Waziri was notorious for her dubious background and for her duplicity. During her tenure, I detailed in this column her unsuitability for the job, including conflict of interest issues.
And then, once she took office, she tried to remodel the EFCC, including removing the top 10 officers who had handled such important case files as those of Bukola Saraki and James Ibori. One of them was a thorough and respected officer known as Ibrahim Magu, who had led the Economic Governance Section and Presidential Task Force. Waziri had him arrested, detained, suspended from the police, and exported to Ekiti State.
A fluent liar, she attempted to justify her actions, saying she was hunting for “vital documents” concerning sensitive EFCC cases, and that the files of the governors facing prosecution were either missing or distorted. Not true: one of Mr. Nuhu Ribadu’s strengths had been his digitisation of information and offshore storage.
Trying to ward off public opprobrium, Waziri also lied that the EFCC did not have any public petitions against former President Olusegun Obasanjo. She has a master’s degree in law, but not in History: in November 2007, the Coalition Against Corrupt Leaders had publicly filed one at the EFCC’s Ikoyi office; and days later on December 10, the Conference of National Political Parties also publicly filed another, acknowledgement by the EFCC in a letter dated December 24, 2007.
Waziri did many other dastardly things for which she earned a large accumulation of petitions, but for some reason, Mr.

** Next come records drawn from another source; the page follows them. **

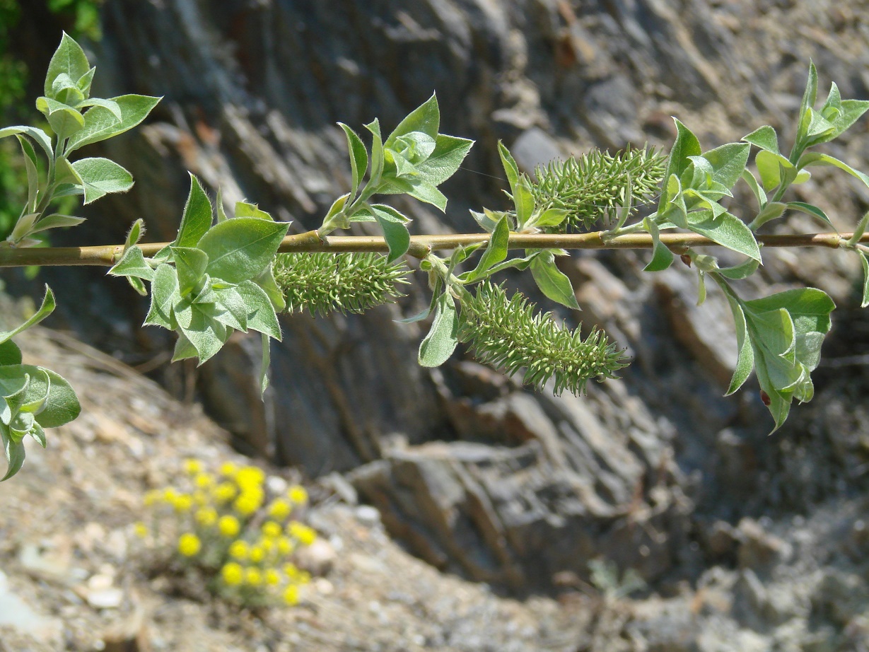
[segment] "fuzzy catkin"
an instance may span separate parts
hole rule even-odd
[[[587,230],[609,211],[625,205],[630,177],[631,203],[653,197],[664,179],[667,157],[654,149],[630,148],[612,155],[592,150],[579,158],[555,161],[534,170],[536,205],[567,211],[559,230]]]
[[[363,312],[401,296],[406,268],[379,254],[278,254],[275,281],[287,301],[287,312],[312,315]]]
[[[526,384],[541,389],[554,379],[555,394],[582,394],[588,380],[615,378],[627,366],[602,331],[583,339],[579,328],[562,328],[551,313],[534,308],[521,294],[507,298],[500,285],[483,282],[462,300],[459,338],[482,363],[510,375],[525,369]]]

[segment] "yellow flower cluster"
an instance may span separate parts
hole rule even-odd
[[[136,523],[136,536],[145,539],[153,532],[156,542],[164,534],[162,521],[169,520],[178,561],[213,574],[209,586],[222,597],[244,606],[298,603],[310,575],[295,566],[293,555],[317,536],[299,520],[308,502],[305,489],[293,485],[269,495],[262,469],[231,462],[212,474],[189,459],[183,471],[185,490],[167,487],[144,496],[154,523],[150,530]]]

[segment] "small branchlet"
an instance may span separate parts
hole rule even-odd
[[[279,254],[275,280],[287,312],[361,313],[403,296],[409,270],[379,254]]]
[[[626,204],[628,179],[634,206],[654,197],[666,168],[667,156],[654,148],[628,147],[615,155],[592,150],[579,158],[538,166],[532,192],[542,210],[567,211],[559,231],[587,230],[608,212]]]
[[[616,378],[627,366],[624,351],[594,329],[560,326],[552,313],[534,313],[535,305],[520,293],[507,298],[500,285],[480,283],[461,302],[459,339],[468,343],[481,362],[513,375],[525,369],[524,383],[541,389],[554,379],[554,391],[585,392],[588,380]]]

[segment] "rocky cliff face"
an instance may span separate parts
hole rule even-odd
[[[869,96],[866,9],[862,0],[109,0],[101,91],[165,99],[149,124],[109,142],[136,187],[97,204],[93,232],[115,242],[144,216],[151,237],[171,239],[185,170],[222,187],[230,205],[247,197],[293,220],[291,230],[314,228],[349,183],[335,123],[395,124],[433,90],[443,130],[477,144],[444,188],[445,216],[401,209],[420,232],[473,230],[468,208],[503,203],[500,138],[527,170],[592,145],[667,147],[670,115],[707,147],[764,123],[787,138],[810,57],[822,84]],[[865,168],[866,136],[855,129],[832,151]],[[847,230],[869,203],[852,181],[819,174],[799,192]],[[586,397],[529,393],[461,355],[442,369],[418,368],[422,332],[393,320],[428,301],[421,282],[399,305],[362,316],[285,319],[264,403],[243,338],[164,381],[195,382],[244,449],[312,476],[350,472],[393,536],[438,568],[524,591],[560,573],[587,577],[588,561],[605,555],[674,590],[733,562],[750,539],[734,529],[742,517],[789,518],[866,489],[867,378],[860,359],[822,363],[814,402],[766,437],[756,389],[721,396],[735,362],[721,297],[696,308],[693,276],[642,275],[646,257],[580,254],[563,266],[584,310],[565,319],[605,328],[634,357],[621,381]],[[826,359],[863,352],[866,316],[850,311],[855,261],[806,251],[765,262],[764,283],[816,284],[843,309]],[[52,284],[61,281],[54,273]],[[68,319],[83,336],[134,362],[167,347],[162,334],[137,333],[144,306],[129,297],[129,319],[99,328],[80,309],[104,315],[120,286],[77,283],[64,294],[75,291],[82,301]]]

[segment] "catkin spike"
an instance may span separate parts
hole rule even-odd
[[[406,268],[387,263],[379,254],[278,254],[275,281],[283,291],[289,313],[308,309],[312,315],[364,312],[402,296]]]
[[[524,383],[538,389],[554,378],[555,394],[582,394],[588,380],[616,378],[627,366],[604,332],[595,329],[583,339],[579,328],[562,328],[534,308],[523,295],[507,298],[502,287],[485,281],[462,300],[459,338],[482,363],[511,376],[524,369]]]
[[[659,192],[666,168],[667,156],[654,148],[628,147],[614,156],[595,149],[579,158],[538,166],[532,192],[538,208],[568,211],[560,231],[587,230],[609,211],[627,203],[628,177],[632,203],[636,205]]]

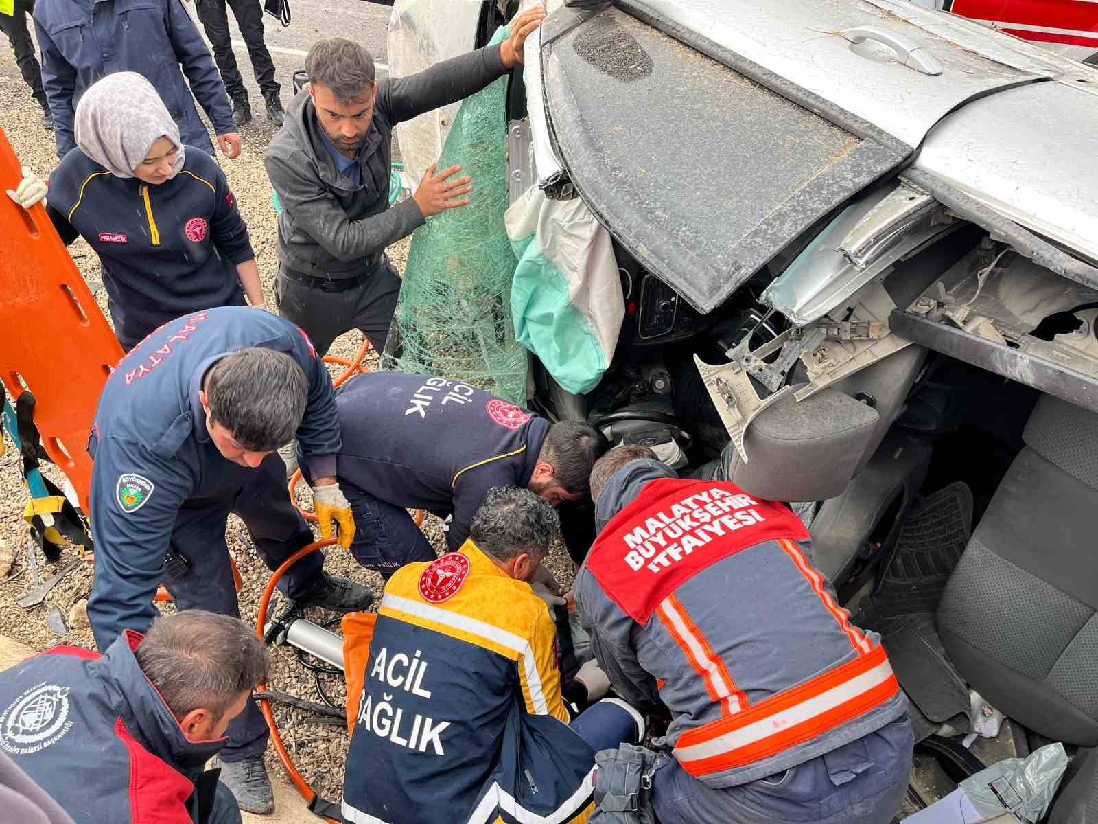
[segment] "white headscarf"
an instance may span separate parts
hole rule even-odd
[[[179,126],[153,83],[134,71],[108,75],[89,86],[76,107],[75,131],[80,151],[115,177],[133,177],[160,137],[179,152],[172,170],[183,167]]]

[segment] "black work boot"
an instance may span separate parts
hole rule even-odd
[[[251,122],[251,104],[248,102],[246,91],[233,94],[233,122],[238,126]]]
[[[333,612],[361,612],[373,603],[373,590],[322,571],[323,582],[298,601],[302,606],[323,606]]]
[[[267,103],[267,116],[274,121],[274,125],[282,125],[285,112],[282,110],[282,101],[279,98],[278,91],[265,91],[264,101]]]
[[[42,107],[42,126],[47,132],[54,131],[54,113],[49,111],[49,103],[45,100],[40,100],[38,105]]]
[[[236,798],[236,803],[246,813],[270,815],[274,812],[274,792],[264,765],[264,754],[254,755],[240,761],[225,762],[214,758],[214,767],[221,767],[221,781]]]

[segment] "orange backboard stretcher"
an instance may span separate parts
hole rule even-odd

Jonathan ignored them all, setting the EFCC chairperson free to travel, spend money and make speeches.
In reference last week to losing that plum job, she declared the EFCC had been denied the freedom to do its work, suggested that her removal meant she was not part of “the alleged grand corruption” under Jonathan.
“I’m only glad that those things didn’t happen under my watch as EFCC chairman because it would have been too traumatic for me,” she declared. And that is why if I see ex-President Jonathan today, I will kneel down to thank him for the honour done me by removing me as EFCC chairman at the time he did.”
She spoke as though she was not the same person who, in an interview with the EFCC’s Zero Tolerance magazine in September 2013, two years after she had been sent home, complained that Jonathan had ‘humiliated’ her by the abruptness of his action.
But ‘grand corruption’? An oil subsidy ‘mastermind’?
This is how she said she got fired: “My first strong premonition of what was ahead was when I began the probe of the monumental oil subsidy fraud going on then. I came to Lagos on a vital intelligence on the subsidy scam and as soon as I arrested a key culprit, I got a call from the presidential villa asking me to release the suspect, because according to their words ‘he is our person’, but I refused to let him off and days after I was removed from office.”